The comprehensive geriatric assessment (CGA), the core of geriatric medicine, is defined as a multidimensional interdisciplinary diagnostic process intended to determine a frail older person's medical, psychosocial and functional capabilities and limitations in order to develop an individualized overall plan for treatment and long-term follow-up.1 In the oncogeriatrics setting, CGA also represents the core of the decision-making process because it not only identifies which older adults are resilient enough to tolerate intensive oncologic treatments or which are frail/vulnerable (and so at high risk of treatment toxicity), but it is also used to estimate life expectancy.2 As a result of this, incorporating the CGA in the oncology clinic when treating older adults with cancer is recommended by scientific societies, such as the International Society of Geriatric Oncology (SIOG) and the American Society of Clinical Oncology (ASCO).3,4 Furthermore, CGA-centered interventions are starting to draw the attention of the scientific community, as they appear to potentially change oncologic treatment plans and outcomes without compromising overall survival.5,6
Albeit these recommendations and scientific evidence, it appears to be difficult for cancer care providers to include CGA or geriatric assessment (GA) tools in their daily practice. It has been described how the use of these tools appears to be low in the oncogeriatric setting, mainly when professionals are not aware of the guidelines.7 Furthermore, in a recent survey carried out in the United States and addressed to community oncologists, it was observed that almost 60% of the respondents did not regularly use a validated GA tool in their daily practice,8 and the most frequently reported reason for not applying them was lack of time.7,8 However, the ‘time consuming’ argument has to be stopped,9 as we shouldn’t be potentially exposing older adults with cancer to an increased risk of developing treatment-related complications, or not offering them individualized treatment plans, just because of a ‘time matter’.
One possible solution to confront this matter would be to incorporate a geriatrician to every oncology clinic to assure that every older adult with cancer receives a CGA. However, this option is currently unrealistic, as Girones et al. showed how – in a survey addressed to Spanish medical oncologists in which a hundred and fifty-four different national centers were represented – only 48% of them had a geriatrics discipline among their workforce.10 A SIOG expert consensus statement considered that to assure an adequate assessment of older patients with cancer, the use of screening tools would be useful to select those who would benefit the most from a multidisciplinary team assessment that would eventually lead to a personalized intervention plan.11 And although this is sensible and of extreme importance, the issue still remains with those oncology clinics that don’t have a geriatrician available to lend a hand with these assessments.
Considering this geriatrician shortage, we not only think that integrating geriatric oncology in the medical and nursing curricula and supporting specific training programs is necessary,11 we also think that it is time to really start promoting interdisciplinary teamwork nationwide. It seems essential to build bridges between scientific societies – both national and international – so that action guides, consensus statements and strategic plans regarding geriatric oncology include all healthcare professionals involved in the field. These ‘bridges’ could also lead to the development of multidisciplinary research projects that will not only encourage interdisciplinary teamwork, but also the inclusion of outcomes traditionally forgotten on research studies but of great importance to the older population (such as functionality or quality of life).

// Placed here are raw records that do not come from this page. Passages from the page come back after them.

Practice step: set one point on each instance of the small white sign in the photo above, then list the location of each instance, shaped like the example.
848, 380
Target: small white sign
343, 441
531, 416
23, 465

Thankfully this approach seems feasible, as geriatricians are very aware of the importance of team-working to provide the best care possible for patients.12 However, and as geriatric oncology appears to have developed considerably in the last few years, it seems imperative to first assess what the situation of our country is. We need to update the already available evidence10 and to get to know what is being done nationwide: we need to know how older adults with cancer are being assessed, if the use of CGA is common, what validated tools are being used, how many oncologists work with multidisciplinary teams that include a geriatrician… and so on. Because if we want to find a way to integrate CGA in the oncogeriatrics practice and develop other action plans to assure an improvement in the care of older adults with cancer, we first need to know what the magnitude of the issue is.